High-risk individuals for HBV reactivation should undergo comprehensive management. Before starting antitumor treatment, patients should be routinely screened for HBsAg and Anti-HBc. If positive, HBV DNA should be further tested. Depending on the risk level of the drug and the patient’s HBV status, high and medium-risk individuals should receive prophylactic antiviral therapy before treatment. Low-risk individuals should be closely monitored for HBV DNA changes and given timely antiviral therapy. If HBV DNA monitoring is not feasible, prophylactic antiviral therapy should be considered to maximize the prevention of HBV reactivation.

HBV reactivation can occur during or after antitumor treatment. Antiviral therapy should continue for 6-12 months after completing antitumor treatment; for patients using B-cell monoclonal antibodies or undergoing hematopoietic stem cell transplantation, antiviral therapy should continue for at least 18 months. After stopping antiviral therapy, follow-up should continue for 12 months, with HBV DNA and ALT/AST monitored every 1-3 months.

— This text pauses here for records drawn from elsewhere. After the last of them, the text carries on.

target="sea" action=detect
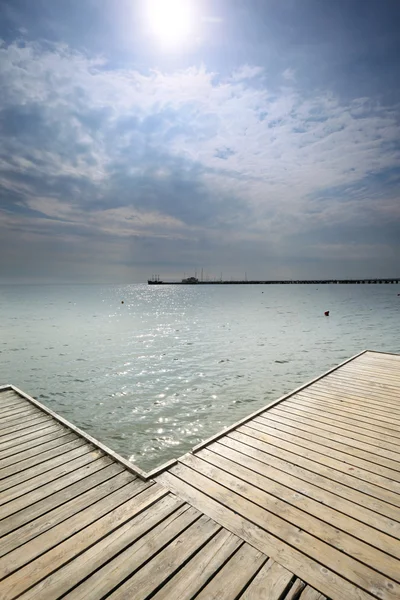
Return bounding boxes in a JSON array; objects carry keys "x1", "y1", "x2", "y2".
[{"x1": 0, "y1": 284, "x2": 400, "y2": 470}]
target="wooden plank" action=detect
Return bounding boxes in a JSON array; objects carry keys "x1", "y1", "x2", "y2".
[
  {"x1": 0, "y1": 450, "x2": 103, "y2": 506},
  {"x1": 157, "y1": 467, "x2": 374, "y2": 600},
  {"x1": 61, "y1": 506, "x2": 212, "y2": 600},
  {"x1": 254, "y1": 413, "x2": 400, "y2": 472},
  {"x1": 152, "y1": 529, "x2": 243, "y2": 600},
  {"x1": 0, "y1": 472, "x2": 151, "y2": 578},
  {"x1": 209, "y1": 438, "x2": 400, "y2": 548},
  {"x1": 0, "y1": 415, "x2": 52, "y2": 441},
  {"x1": 300, "y1": 585, "x2": 326, "y2": 600},
  {"x1": 296, "y1": 384, "x2": 400, "y2": 421},
  {"x1": 304, "y1": 387, "x2": 400, "y2": 423},
  {"x1": 331, "y1": 367, "x2": 400, "y2": 386},
  {"x1": 224, "y1": 431, "x2": 400, "y2": 522},
  {"x1": 0, "y1": 429, "x2": 72, "y2": 465},
  {"x1": 182, "y1": 455, "x2": 400, "y2": 593},
  {"x1": 282, "y1": 579, "x2": 306, "y2": 600},
  {"x1": 202, "y1": 446, "x2": 400, "y2": 566},
  {"x1": 270, "y1": 404, "x2": 400, "y2": 452},
  {"x1": 0, "y1": 440, "x2": 92, "y2": 493},
  {"x1": 0, "y1": 402, "x2": 35, "y2": 420},
  {"x1": 279, "y1": 398, "x2": 400, "y2": 445},
  {"x1": 0, "y1": 483, "x2": 168, "y2": 600},
  {"x1": 0, "y1": 433, "x2": 79, "y2": 478},
  {"x1": 305, "y1": 382, "x2": 397, "y2": 414},
  {"x1": 312, "y1": 378, "x2": 397, "y2": 400},
  {"x1": 341, "y1": 362, "x2": 400, "y2": 380},
  {"x1": 0, "y1": 407, "x2": 38, "y2": 429},
  {"x1": 7, "y1": 386, "x2": 148, "y2": 479},
  {"x1": 0, "y1": 457, "x2": 119, "y2": 536},
  {"x1": 239, "y1": 425, "x2": 400, "y2": 508},
  {"x1": 0, "y1": 471, "x2": 136, "y2": 560},
  {"x1": 0, "y1": 434, "x2": 87, "y2": 480},
  {"x1": 240, "y1": 560, "x2": 294, "y2": 600},
  {"x1": 243, "y1": 421, "x2": 400, "y2": 494},
  {"x1": 0, "y1": 463, "x2": 126, "y2": 536},
  {"x1": 326, "y1": 375, "x2": 398, "y2": 400},
  {"x1": 196, "y1": 544, "x2": 269, "y2": 600},
  {"x1": 0, "y1": 421, "x2": 64, "y2": 450},
  {"x1": 298, "y1": 386, "x2": 400, "y2": 418},
  {"x1": 192, "y1": 350, "x2": 366, "y2": 452},
  {"x1": 0, "y1": 394, "x2": 26, "y2": 411},
  {"x1": 217, "y1": 436, "x2": 400, "y2": 539},
  {"x1": 105, "y1": 509, "x2": 220, "y2": 600},
  {"x1": 163, "y1": 464, "x2": 400, "y2": 600},
  {"x1": 360, "y1": 352, "x2": 400, "y2": 369},
  {"x1": 19, "y1": 494, "x2": 189, "y2": 600},
  {"x1": 292, "y1": 392, "x2": 400, "y2": 434},
  {"x1": 0, "y1": 457, "x2": 112, "y2": 519}
]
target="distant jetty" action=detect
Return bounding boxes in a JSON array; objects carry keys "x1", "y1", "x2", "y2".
[{"x1": 147, "y1": 277, "x2": 400, "y2": 285}]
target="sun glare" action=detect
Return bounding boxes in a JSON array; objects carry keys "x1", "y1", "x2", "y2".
[{"x1": 145, "y1": 0, "x2": 195, "y2": 46}]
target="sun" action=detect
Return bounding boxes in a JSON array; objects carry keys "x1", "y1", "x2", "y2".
[{"x1": 145, "y1": 0, "x2": 195, "y2": 46}]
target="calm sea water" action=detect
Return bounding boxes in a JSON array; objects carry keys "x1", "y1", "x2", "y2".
[{"x1": 0, "y1": 285, "x2": 400, "y2": 469}]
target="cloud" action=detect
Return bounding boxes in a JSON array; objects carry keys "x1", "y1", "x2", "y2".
[
  {"x1": 282, "y1": 68, "x2": 296, "y2": 81},
  {"x1": 0, "y1": 42, "x2": 400, "y2": 282}
]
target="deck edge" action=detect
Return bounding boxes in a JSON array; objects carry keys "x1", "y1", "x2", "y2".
[
  {"x1": 190, "y1": 350, "x2": 371, "y2": 454},
  {"x1": 0, "y1": 349, "x2": 384, "y2": 481},
  {"x1": 0, "y1": 384, "x2": 150, "y2": 481}
]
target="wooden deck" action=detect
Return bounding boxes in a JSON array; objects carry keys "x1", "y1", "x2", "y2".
[{"x1": 0, "y1": 352, "x2": 400, "y2": 600}]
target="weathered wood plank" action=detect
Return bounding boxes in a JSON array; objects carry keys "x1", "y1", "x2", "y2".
[
  {"x1": 228, "y1": 431, "x2": 400, "y2": 522},
  {"x1": 0, "y1": 465, "x2": 132, "y2": 548},
  {"x1": 282, "y1": 578, "x2": 306, "y2": 600},
  {"x1": 312, "y1": 379, "x2": 398, "y2": 409},
  {"x1": 0, "y1": 457, "x2": 123, "y2": 536},
  {"x1": 263, "y1": 405, "x2": 400, "y2": 454},
  {"x1": 104, "y1": 509, "x2": 225, "y2": 600},
  {"x1": 0, "y1": 435, "x2": 86, "y2": 480},
  {"x1": 0, "y1": 440, "x2": 92, "y2": 492},
  {"x1": 0, "y1": 414, "x2": 53, "y2": 442},
  {"x1": 297, "y1": 390, "x2": 400, "y2": 434},
  {"x1": 253, "y1": 414, "x2": 400, "y2": 472},
  {"x1": 193, "y1": 544, "x2": 269, "y2": 600},
  {"x1": 0, "y1": 433, "x2": 77, "y2": 478},
  {"x1": 279, "y1": 400, "x2": 400, "y2": 446},
  {"x1": 157, "y1": 467, "x2": 374, "y2": 600},
  {"x1": 0, "y1": 450, "x2": 104, "y2": 506},
  {"x1": 181, "y1": 455, "x2": 400, "y2": 593},
  {"x1": 0, "y1": 420, "x2": 65, "y2": 450},
  {"x1": 0, "y1": 471, "x2": 139, "y2": 564},
  {"x1": 0, "y1": 482, "x2": 168, "y2": 600},
  {"x1": 238, "y1": 423, "x2": 400, "y2": 507},
  {"x1": 152, "y1": 529, "x2": 243, "y2": 600},
  {"x1": 299, "y1": 387, "x2": 400, "y2": 426},
  {"x1": 0, "y1": 408, "x2": 39, "y2": 431},
  {"x1": 0, "y1": 429, "x2": 73, "y2": 466},
  {"x1": 22, "y1": 494, "x2": 185, "y2": 600},
  {"x1": 60, "y1": 507, "x2": 211, "y2": 600},
  {"x1": 240, "y1": 560, "x2": 294, "y2": 600},
  {"x1": 200, "y1": 446, "x2": 400, "y2": 559}
]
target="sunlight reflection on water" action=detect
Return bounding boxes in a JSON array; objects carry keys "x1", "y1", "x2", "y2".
[{"x1": 0, "y1": 285, "x2": 400, "y2": 469}]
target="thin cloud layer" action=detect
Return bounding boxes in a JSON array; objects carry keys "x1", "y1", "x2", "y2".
[{"x1": 0, "y1": 0, "x2": 400, "y2": 280}]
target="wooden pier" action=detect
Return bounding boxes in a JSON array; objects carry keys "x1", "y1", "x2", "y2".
[{"x1": 0, "y1": 352, "x2": 400, "y2": 600}]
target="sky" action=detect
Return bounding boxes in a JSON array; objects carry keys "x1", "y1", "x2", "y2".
[{"x1": 0, "y1": 0, "x2": 400, "y2": 283}]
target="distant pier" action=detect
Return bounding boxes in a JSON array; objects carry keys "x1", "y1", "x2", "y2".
[{"x1": 148, "y1": 277, "x2": 400, "y2": 285}]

For HBV reactivation associated with immune checkpoint inhibitors or immune-activating treatments, reducing HBV DNA and HBsAg levels through antiviral therapy can help prevent immune-mediated liver damage. If ALT levels significantly rise, antiviral therapy should continue, and treatment for immune checkpoint inhibitor liver toxicity should be considered.

Conclusion

In summary, antitumor treatment involves multidisciplinary participation and various treatment methods, with immunotherapy being a critical component. However, “immune imbalance” is a significant cause of HBV reactivation in patients with previous or current HBV infection. Preventing HBV reactivation during antitumor treatment should adhere to principles of comprehensive monitoring, stratified management, and timely intervention. Different mechanisms of HBV reactivation or hepatitis flare-ups require varied treatment strategies, necessitating continuous experience accumulation and exploration of new treatment protocols by clinicians.